True of many things we take for granted now. It would be a different world entirely. Another non-computer example would be the 3-point seat belt that Volvo left as an open patent, saving countless lives over the past decades.

[-] abbadon420@lemm.ee 21 points 1 year ago

This could've been an email

[-] starman@programming.dev 10 points 1 year ago

It also explains why it's 22

[-] LinearArray@programming.dev 2 points 1 year ago

The story is interesting though.

[-] Opafi@feddit.de 4 points 1 year ago

What part of the story are you referring to? The part where he asked for port 22 or the part where he got it?

[-] eager_eagle@lemmy.world 42 points 1 year ago

Anyway, I designed SSH to replace both telnet (port 23) and ftp (port 21). Port 22 was free. It was conveniently between the ports for telnet and ftp.

[-] roadrunner_ex@lemmy.ca 17 points 1 year ago

What a strange article. The reasoning for why 22 is interesting though very straightforward, and the rest of the article is essentially “I asked for port 22, and they gave it to me”. Little fanfare, little in way of storytelling conflict.

Not an issue in and of itself, but strange with a title of the form “This is the story of…” That sort of titling usually begets intrigue and triumph over adversity, dunnit?

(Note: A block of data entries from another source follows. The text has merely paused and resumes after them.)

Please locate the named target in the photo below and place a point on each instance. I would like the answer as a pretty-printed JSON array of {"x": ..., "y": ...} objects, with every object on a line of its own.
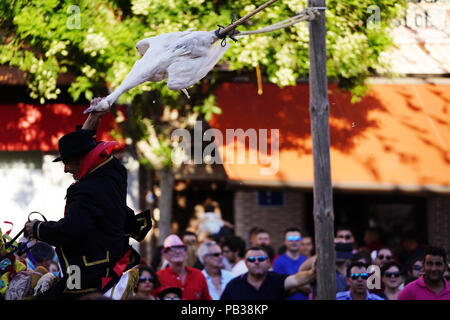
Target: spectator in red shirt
[{"x": 190, "y": 280}]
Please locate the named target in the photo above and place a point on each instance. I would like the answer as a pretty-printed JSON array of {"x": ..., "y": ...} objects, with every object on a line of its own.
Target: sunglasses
[
  {"x": 171, "y": 298},
  {"x": 217, "y": 254},
  {"x": 392, "y": 274},
  {"x": 175, "y": 248},
  {"x": 355, "y": 276},
  {"x": 144, "y": 279},
  {"x": 259, "y": 258}
]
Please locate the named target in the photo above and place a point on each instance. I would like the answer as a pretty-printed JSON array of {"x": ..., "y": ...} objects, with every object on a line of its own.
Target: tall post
[{"x": 320, "y": 132}]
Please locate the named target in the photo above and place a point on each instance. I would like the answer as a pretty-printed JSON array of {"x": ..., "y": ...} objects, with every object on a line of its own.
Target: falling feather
[{"x": 182, "y": 57}]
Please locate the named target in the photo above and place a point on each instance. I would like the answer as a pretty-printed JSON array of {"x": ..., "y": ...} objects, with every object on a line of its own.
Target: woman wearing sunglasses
[
  {"x": 392, "y": 280},
  {"x": 148, "y": 282},
  {"x": 357, "y": 280}
]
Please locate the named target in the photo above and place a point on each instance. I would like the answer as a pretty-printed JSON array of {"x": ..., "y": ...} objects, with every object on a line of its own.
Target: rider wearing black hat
[{"x": 92, "y": 240}]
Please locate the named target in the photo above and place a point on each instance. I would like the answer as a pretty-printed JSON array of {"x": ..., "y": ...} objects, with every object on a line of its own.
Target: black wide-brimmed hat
[{"x": 75, "y": 144}]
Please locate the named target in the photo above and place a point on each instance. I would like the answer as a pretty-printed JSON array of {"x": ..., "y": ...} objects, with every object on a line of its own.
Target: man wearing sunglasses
[
  {"x": 289, "y": 262},
  {"x": 261, "y": 284},
  {"x": 357, "y": 280},
  {"x": 177, "y": 274},
  {"x": 432, "y": 285}
]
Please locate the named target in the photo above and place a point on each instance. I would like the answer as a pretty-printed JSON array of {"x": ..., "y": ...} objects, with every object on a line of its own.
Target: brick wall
[
  {"x": 248, "y": 214},
  {"x": 439, "y": 222}
]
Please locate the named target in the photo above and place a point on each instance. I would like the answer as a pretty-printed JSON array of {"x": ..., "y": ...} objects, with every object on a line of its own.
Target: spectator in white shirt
[
  {"x": 210, "y": 254},
  {"x": 233, "y": 248}
]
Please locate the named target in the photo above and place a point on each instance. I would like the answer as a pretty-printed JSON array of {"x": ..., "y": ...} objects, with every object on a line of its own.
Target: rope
[
  {"x": 307, "y": 14},
  {"x": 246, "y": 17}
]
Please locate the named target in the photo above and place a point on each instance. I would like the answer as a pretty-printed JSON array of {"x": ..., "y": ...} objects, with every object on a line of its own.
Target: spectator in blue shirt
[
  {"x": 289, "y": 262},
  {"x": 357, "y": 280},
  {"x": 261, "y": 284}
]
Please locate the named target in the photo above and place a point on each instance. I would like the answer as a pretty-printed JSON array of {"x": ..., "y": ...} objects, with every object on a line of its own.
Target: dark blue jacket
[{"x": 94, "y": 233}]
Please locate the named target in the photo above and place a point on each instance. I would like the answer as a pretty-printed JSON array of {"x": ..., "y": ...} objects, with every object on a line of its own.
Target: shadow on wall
[
  {"x": 287, "y": 109},
  {"x": 26, "y": 127}
]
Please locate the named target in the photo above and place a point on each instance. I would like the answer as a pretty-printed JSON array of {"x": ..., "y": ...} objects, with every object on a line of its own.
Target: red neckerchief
[{"x": 96, "y": 156}]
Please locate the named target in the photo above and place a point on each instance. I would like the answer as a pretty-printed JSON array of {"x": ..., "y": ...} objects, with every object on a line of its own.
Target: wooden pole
[{"x": 320, "y": 132}]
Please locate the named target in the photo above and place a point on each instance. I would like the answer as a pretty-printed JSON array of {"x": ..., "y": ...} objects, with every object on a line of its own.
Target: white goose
[{"x": 182, "y": 57}]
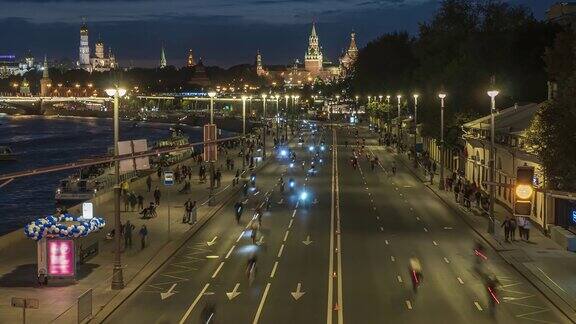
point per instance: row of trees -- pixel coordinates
(464, 46)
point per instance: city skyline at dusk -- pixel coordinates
(221, 32)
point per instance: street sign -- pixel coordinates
(168, 178)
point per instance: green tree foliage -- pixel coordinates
(551, 135)
(464, 44)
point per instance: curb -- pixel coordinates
(553, 297)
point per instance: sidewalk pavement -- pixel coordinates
(544, 263)
(58, 303)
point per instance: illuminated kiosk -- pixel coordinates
(56, 245)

[-] Opafi@feddit.de 9 points 1 year ago
[-] nanook@friendica.eskimo.com 5 points 1 year ago

Actually, I have my public facing servers configured to listen to 443 as well. Why? Because many corporate and public space wifi spots like libraries, will block 22, but allow 443 for https, so on my shell servers, I also listen to 443.

[-] Treczoks@lemm.ee 5 points 1 year ago

Back then, the internet was a thing of trust and cooperation. We got an assigned port number the same way. Current problem: Our company changed over the decades, and I no longer have the email address that would identify me to the IANA as the one who requested that number reservation.